The World Socialist Web Site has long maintained that the Epstein case exposed the blatant corruption of the US financial oligarchy and its political servants. We wrote after Epstein’s death:

There is a social logic to the circling of the wagons in the Epstein case. The US financial oligarchy feels itself under siege. It senses the tremendous hostility that exists within the population. If millions suspect that Epstein was murdered, it is because they know instinctively that the US ruling elite is fully capable of such a crime. It is not the peculiar properties of the internet and social media that account for such suspicions, but the entirely justified sentiments among millions of working people, who see the criminal character of the class that controls all wealth and power in America... 

Every great revolution in history has been preceded by similar scandals, in which the criminal and reactionary character of the old ruling class reveals itself, and that class is exposed for what it is: a cancer on the body politic.

Six years later, the “cancer on the body politic” has produced the second Trump administration, which is seeking to establish a presidential dictatorship while waging war on every social right of the working class. Meanwhile, not 1 percent of the facts about the depraved criminal enterprise that is the Epstein scandal has yet come out. Workers have every right to demand that all the files in the Epstein case should be made public, with only the names of the victims protected, not the names of the perpetrators and accomplices.

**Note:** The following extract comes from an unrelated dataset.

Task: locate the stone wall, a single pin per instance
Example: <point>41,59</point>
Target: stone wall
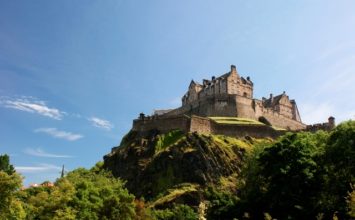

Particular attention should be given to the reports that Epstein had connections to the intelligence agencies of the United States or Israel, or both, and that information he gathered from his sex-trafficking operation was used for the purposes of blackmail in the interest of these agencies.

It is most important to recognize the connection between the rekindling of the Epstein scandal and the deeper crisis of American and world capitalism. The working class must intervene independently against the gangsterism of the Trump administration and go on the political offensive against the capitalist system, the financial oligarchy and all its political agents.